Un’elezione decisa da un solo voto di scarto, che ha evidenziato la spaccatura interna al Csm. Decisivo il voto del consigliere laico di Italia Viva Ernesto Carbone. Cinque i componenti che si sono astenuti, tra cui la presidente uscente della Cassazione Margherita Cassano, ormai prossima alla pensione, e il vicepresidente del Csm Fabio Pinelli.
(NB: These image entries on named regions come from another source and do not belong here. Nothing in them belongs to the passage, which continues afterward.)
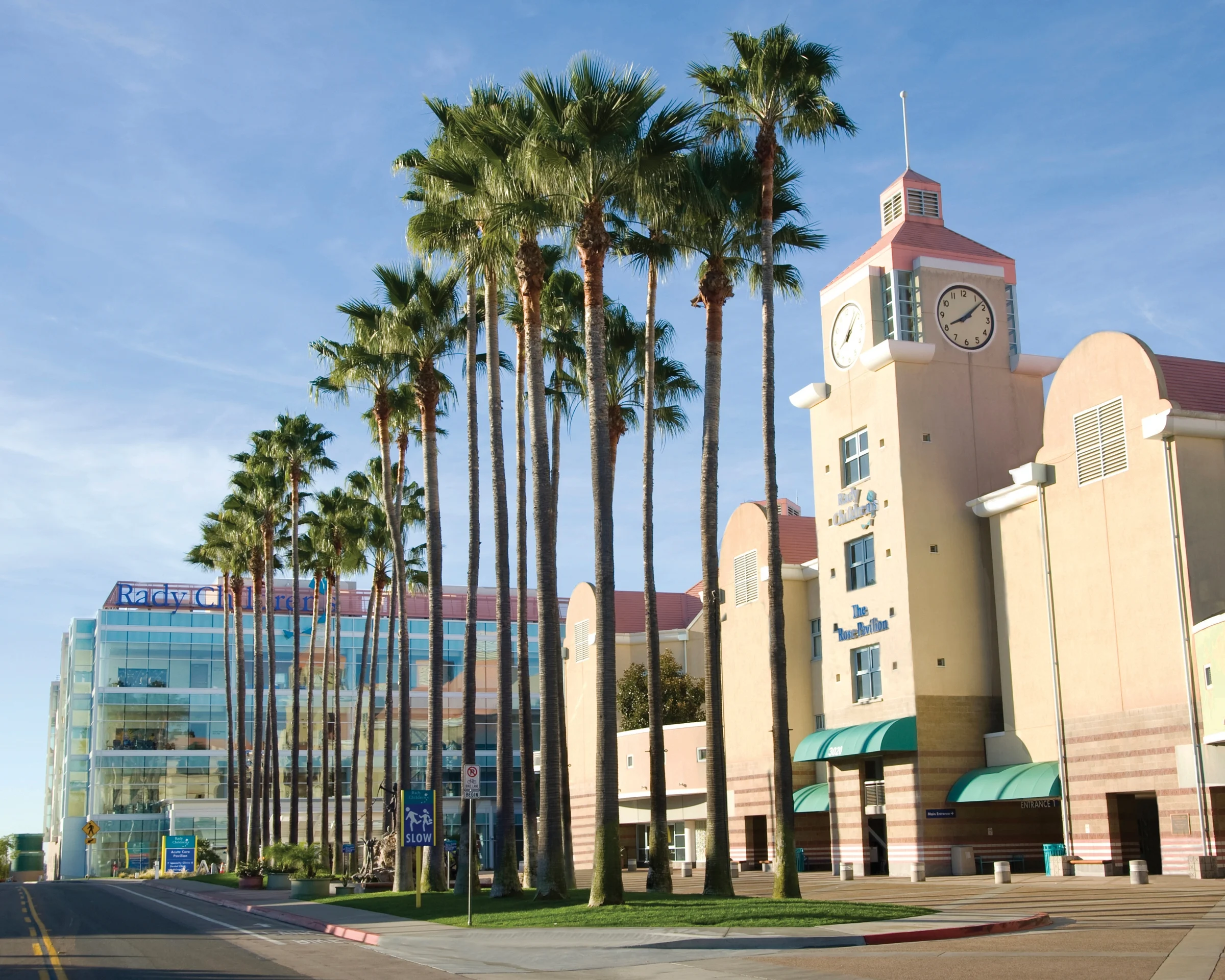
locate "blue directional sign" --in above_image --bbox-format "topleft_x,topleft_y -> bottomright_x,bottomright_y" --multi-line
162,834 -> 196,871
399,789 -> 437,848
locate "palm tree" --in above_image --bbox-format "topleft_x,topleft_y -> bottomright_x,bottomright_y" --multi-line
270,413 -> 336,844
690,31 -> 855,898
523,55 -> 696,905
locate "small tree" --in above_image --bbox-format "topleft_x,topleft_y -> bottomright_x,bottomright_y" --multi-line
616,650 -> 705,731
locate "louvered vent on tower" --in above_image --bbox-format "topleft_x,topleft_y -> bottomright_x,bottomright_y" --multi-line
575,620 -> 592,663
1072,398 -> 1127,486
906,187 -> 940,218
882,191 -> 901,226
732,548 -> 758,605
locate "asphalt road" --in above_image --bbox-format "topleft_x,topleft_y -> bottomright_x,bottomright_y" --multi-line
0,881 -> 448,980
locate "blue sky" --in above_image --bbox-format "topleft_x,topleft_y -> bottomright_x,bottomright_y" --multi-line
0,0 -> 1225,833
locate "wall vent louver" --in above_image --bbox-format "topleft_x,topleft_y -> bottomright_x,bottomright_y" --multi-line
906,187 -> 940,218
882,191 -> 901,226
732,548 -> 760,605
575,620 -> 592,663
1072,398 -> 1127,486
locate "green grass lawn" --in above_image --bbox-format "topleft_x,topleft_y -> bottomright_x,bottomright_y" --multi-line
316,888 -> 932,927
184,871 -> 238,888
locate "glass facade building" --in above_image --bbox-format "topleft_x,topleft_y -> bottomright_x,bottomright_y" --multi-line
44,579 -> 565,877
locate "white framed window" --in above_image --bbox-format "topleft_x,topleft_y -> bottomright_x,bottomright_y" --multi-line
881,191 -> 901,227
1072,398 -> 1127,486
1003,283 -> 1020,354
731,548 -> 760,605
881,270 -> 921,340
839,429 -> 871,486
906,187 -> 940,218
575,620 -> 592,663
850,643 -> 881,701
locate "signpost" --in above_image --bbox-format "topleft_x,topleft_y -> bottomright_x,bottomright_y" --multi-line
463,763 -> 480,926
162,834 -> 196,872
399,789 -> 438,908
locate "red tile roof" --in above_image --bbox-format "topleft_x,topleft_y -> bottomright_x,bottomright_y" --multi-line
1155,354 -> 1225,414
614,583 -> 702,633
826,220 -> 1012,289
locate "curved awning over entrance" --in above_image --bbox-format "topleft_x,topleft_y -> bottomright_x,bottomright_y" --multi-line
795,714 -> 919,762
947,762 -> 1062,803
791,783 -> 829,814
Il presidente della Repubblica Sergio Mattarella, che ha presieduto i lavori in quanto capo dello Stato e presidente del Csm, non ha preso parte allo scrutinio – come consuetudine – ma ha lanciato un forte richiamo alla collegialità: «Il Csm – ha dichiarato – deve continuare ad assicurare tempestività e trasparenza, fondando le proprie decisioni su criteri condivisi e al di sopra delle divisioni di parte». Mattarella ha poi espresso apprezzamento per l’operato di Margherita Cassano, prima donna a guidare la Suprema Corte, e ha rivolto parole di stima e fiducia nei confronti del nuovo presidente.
La carriera di D’Ascola
Pasquale D’Ascola, 67 anni, ha alle spalle una carriera lunga e prestigiosa. Dopo un lungo periodo trascorso a Verona – dove ha ricoperto gli incarichi di pretore e poi giudice presso il Tribunale dal 1983 al 1992 – ha proseguito a Roma, lavorando presso l’Ufficio del Massimario dal 2007 e successivamente come consigliere della Seconda sezione civile e componente delle Sezioni Unite civili della Cassazione.
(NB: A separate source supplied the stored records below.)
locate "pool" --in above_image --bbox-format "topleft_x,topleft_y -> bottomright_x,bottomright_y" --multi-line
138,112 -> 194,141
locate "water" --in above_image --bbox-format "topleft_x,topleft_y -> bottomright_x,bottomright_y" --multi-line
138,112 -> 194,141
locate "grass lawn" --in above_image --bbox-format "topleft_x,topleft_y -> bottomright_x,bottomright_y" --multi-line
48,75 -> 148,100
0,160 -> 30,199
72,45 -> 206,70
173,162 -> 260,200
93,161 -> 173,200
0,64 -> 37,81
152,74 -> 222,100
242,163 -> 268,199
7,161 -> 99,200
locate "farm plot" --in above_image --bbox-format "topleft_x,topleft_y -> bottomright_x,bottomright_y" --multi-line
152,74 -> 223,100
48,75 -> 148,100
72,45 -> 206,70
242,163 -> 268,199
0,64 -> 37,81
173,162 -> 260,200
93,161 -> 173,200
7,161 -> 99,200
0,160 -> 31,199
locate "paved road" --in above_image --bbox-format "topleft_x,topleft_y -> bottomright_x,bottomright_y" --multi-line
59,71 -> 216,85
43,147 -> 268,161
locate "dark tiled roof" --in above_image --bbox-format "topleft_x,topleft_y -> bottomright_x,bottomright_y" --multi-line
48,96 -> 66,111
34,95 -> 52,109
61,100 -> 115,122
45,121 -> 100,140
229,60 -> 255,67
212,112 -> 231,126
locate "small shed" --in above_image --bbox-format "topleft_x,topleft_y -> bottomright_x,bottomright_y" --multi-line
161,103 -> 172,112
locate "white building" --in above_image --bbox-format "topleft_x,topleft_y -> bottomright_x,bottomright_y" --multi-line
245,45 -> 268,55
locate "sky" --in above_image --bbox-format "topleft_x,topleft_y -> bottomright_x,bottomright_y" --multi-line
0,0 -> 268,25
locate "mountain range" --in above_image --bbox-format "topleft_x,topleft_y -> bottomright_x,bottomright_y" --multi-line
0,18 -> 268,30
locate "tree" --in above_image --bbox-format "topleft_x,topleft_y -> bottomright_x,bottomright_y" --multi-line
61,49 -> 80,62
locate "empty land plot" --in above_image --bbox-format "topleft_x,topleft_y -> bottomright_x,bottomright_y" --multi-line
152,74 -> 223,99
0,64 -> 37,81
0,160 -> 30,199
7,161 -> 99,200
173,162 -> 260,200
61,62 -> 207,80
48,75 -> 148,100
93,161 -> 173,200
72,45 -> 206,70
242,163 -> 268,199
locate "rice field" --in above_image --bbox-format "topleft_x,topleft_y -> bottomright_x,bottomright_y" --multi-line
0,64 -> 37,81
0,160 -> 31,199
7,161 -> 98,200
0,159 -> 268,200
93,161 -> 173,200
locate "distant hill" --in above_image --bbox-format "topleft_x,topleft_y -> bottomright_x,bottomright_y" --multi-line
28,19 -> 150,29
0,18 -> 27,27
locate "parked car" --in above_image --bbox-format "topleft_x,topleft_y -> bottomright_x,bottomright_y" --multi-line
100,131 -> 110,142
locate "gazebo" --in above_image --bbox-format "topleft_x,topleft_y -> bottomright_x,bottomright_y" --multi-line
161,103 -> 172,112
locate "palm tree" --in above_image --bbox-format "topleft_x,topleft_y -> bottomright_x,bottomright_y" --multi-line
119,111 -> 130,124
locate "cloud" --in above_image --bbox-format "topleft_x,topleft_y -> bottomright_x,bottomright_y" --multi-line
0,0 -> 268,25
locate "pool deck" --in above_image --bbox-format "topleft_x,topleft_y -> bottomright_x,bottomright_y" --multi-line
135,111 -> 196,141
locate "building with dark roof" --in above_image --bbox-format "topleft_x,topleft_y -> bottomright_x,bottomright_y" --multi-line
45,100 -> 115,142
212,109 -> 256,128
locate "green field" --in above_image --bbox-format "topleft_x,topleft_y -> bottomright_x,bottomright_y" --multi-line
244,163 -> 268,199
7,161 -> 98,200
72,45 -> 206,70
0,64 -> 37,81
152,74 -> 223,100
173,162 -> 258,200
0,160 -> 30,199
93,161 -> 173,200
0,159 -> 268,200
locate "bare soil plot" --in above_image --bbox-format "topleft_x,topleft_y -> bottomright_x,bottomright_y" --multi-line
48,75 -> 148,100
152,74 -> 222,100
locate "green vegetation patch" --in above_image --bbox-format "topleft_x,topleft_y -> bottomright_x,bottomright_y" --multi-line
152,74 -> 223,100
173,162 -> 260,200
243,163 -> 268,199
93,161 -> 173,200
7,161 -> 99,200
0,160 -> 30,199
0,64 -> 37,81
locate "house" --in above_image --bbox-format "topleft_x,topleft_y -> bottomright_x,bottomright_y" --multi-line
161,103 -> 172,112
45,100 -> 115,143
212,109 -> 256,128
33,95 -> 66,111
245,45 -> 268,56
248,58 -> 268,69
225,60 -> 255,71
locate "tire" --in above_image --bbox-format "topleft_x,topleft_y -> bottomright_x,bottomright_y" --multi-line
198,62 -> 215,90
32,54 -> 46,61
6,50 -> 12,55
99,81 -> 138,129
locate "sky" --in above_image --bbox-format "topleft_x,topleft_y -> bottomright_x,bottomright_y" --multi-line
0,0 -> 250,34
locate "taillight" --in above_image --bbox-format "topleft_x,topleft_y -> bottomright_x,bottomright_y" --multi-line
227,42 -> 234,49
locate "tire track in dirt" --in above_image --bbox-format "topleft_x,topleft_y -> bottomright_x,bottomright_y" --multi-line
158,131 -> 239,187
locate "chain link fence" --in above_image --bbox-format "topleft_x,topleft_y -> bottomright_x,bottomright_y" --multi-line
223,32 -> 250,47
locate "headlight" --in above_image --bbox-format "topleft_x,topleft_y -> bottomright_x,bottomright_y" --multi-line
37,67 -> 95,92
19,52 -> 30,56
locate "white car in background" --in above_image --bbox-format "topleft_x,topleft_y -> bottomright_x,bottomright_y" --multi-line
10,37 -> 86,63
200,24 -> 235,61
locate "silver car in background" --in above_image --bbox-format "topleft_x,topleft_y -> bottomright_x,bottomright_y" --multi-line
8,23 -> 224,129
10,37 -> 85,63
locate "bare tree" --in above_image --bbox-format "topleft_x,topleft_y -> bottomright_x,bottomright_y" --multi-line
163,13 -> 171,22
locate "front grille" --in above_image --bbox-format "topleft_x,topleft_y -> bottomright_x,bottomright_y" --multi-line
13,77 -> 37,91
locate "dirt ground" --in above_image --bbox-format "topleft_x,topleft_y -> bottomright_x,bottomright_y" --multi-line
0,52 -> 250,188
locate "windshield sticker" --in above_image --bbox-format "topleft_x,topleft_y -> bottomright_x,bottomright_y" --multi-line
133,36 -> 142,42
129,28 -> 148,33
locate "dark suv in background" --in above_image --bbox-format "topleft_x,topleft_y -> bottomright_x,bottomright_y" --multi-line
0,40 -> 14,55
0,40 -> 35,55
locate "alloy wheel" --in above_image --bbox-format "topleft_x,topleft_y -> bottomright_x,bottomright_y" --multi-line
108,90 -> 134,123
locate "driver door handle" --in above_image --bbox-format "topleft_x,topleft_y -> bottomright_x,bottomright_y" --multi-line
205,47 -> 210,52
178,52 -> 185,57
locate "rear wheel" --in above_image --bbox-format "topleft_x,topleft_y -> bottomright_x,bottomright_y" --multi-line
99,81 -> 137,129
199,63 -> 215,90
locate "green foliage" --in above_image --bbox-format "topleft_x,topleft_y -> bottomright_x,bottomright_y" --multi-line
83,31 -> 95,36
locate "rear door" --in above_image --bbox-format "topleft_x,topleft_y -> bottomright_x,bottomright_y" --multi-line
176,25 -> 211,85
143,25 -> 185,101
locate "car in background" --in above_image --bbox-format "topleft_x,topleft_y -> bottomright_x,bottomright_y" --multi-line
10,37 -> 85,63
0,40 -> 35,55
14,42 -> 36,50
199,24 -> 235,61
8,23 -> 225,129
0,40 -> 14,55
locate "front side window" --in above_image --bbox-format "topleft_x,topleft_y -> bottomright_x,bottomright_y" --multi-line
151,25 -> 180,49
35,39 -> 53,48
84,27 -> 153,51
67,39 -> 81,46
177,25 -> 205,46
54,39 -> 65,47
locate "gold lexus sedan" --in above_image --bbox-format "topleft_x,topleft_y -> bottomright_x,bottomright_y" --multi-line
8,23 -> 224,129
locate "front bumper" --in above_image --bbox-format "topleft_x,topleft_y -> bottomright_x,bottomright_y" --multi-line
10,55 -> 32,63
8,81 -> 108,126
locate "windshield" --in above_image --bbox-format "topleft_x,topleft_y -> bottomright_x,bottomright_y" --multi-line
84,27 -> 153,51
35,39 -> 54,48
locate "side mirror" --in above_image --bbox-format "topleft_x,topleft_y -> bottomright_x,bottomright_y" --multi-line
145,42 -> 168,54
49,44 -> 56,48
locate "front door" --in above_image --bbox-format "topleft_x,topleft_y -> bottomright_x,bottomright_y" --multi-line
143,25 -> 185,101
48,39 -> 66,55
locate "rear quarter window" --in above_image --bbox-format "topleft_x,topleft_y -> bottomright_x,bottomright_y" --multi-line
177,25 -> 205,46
Nel 2018 è diventato presidente di sezione della Suprema Corte, a soli 60 anni, distinguendosi come il più giovane a ricoprire quel ruolo. Nel 2023 è stato nominato presidente aggiunto della Corte. Vicino culturalmente all’area progressista, si è presentato al voto con un sostegno importante dalla Quinta Commissione, organo che propone i candidati agli incarichi direttivi.
Le origini reggine: da Reggio Calabria alla Suprema Corte
Nato a Reggio Calabria nel 1958, D’Ascola è profondamente legato alla sua città d’origine, pur essendo da anni residente a Verona, dove ha costruito parte consistente della sua carriera e della sua vita familiare. Sposato e padre di due figli, mantiene un forte legame affettivo e culturale con la Calabria, regione che oggi esprime, attraverso la sua figura, uno dei ruoli più prestigiosi della magistratura italiana.
La nomina di D’Ascola è quindi motivo di orgoglio per la comunità reggina, che vede uno dei suoi concittadini raggiungere il vertice della Corte di Cassazione, la massima istituzione della giustizia italiana.